You can set the verbosity
parameter in the XGBoost configuration.
Levels are:
0
(silent): No output.1
(warning): Shows warnings.2
(info): Shows information and warnings.3
(debug): Shows debug output.
import xgboost as xgb
params = {'verbosity': 3} # Adjust verbosity level for more detailed output
dtrain = xgb.DMatrix(X_train, label=y_train)
model = xgb.train(params, dtrain, num_boost_round=100)
2. Monitoring Callbacks
XGBoost provides a callback function for monitoring the progress of algorithms during training.

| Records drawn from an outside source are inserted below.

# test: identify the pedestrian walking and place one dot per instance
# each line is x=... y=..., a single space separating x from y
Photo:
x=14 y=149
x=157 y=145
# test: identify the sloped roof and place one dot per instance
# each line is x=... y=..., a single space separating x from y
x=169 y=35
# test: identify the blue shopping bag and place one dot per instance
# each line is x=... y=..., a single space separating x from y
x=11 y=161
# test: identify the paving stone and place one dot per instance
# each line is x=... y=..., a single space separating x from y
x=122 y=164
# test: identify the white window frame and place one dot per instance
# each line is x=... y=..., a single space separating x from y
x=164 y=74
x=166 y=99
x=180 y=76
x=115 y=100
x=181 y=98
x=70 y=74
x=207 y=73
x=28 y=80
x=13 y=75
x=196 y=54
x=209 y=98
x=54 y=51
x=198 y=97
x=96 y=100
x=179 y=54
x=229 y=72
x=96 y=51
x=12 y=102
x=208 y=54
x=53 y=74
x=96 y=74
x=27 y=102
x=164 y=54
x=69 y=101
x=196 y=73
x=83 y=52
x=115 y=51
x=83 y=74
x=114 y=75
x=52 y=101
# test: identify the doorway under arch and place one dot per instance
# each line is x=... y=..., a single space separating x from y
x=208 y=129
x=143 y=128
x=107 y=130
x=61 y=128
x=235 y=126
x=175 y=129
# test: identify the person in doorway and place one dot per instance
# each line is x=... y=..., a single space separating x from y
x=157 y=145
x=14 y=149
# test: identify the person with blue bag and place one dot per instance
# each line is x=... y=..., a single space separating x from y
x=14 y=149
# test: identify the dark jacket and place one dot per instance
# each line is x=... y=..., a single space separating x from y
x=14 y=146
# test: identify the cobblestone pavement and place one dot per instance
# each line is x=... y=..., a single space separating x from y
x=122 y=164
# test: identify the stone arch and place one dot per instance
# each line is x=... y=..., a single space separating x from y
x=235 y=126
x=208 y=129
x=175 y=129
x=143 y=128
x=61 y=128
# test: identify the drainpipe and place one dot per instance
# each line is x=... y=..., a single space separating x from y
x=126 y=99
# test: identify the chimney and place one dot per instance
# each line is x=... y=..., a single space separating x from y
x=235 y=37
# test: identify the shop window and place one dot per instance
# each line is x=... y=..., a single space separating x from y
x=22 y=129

This can be very useful for debugging and understanding the model’s learning.
def custom_callback(env):
""" Custom callback to print debug information. """
print(f"Round: {env.iteration}, Training Error: {env.evaluation_result_list}")
model = xgb.train(params, dtrain, num_boost_round=100, callbacks=[custom_callback])
3. Logging Configuration
You can configure the logging to show more detailed debug information by setting the level on the logger used by XGBoost.
import logging
logger = logging.getLogger('xgboost')
logger.setLevel(logging.DEBUG)
handler = logging.StreamHandler()
formatter = logging.Formatter('%(asctime)s - %(name)s - %(levelname)s - %(message)s')
handler.setFormatter(formatter)
logger.addHandler(handler)
4. Feature Importance
After training, viewing feature importance can help in debugging and understanding which features the model is considering most significant.
xgb.plot_importance(model)
plt.show()
5. Model Dump
Dumping the model can provide a textual representation of the trees or the linear model.
This is useful for debugging purposes to see how features are being split in trees.
model.dump_model('dump.raw.txt')
6. Predictions with iteration_range
When making predictions, you can use the iteration_range
parameter to use a certain number of trees, which can be useful for debugging predictions at different stages of training.
preds = model.predict(dtest, iteration_range=50)
Using these methods, you can extract a lot of debugging and diagnostic information from your XGBoost models during training and inference, which can be crucial for optimizing performance and understanding the model’s behavior.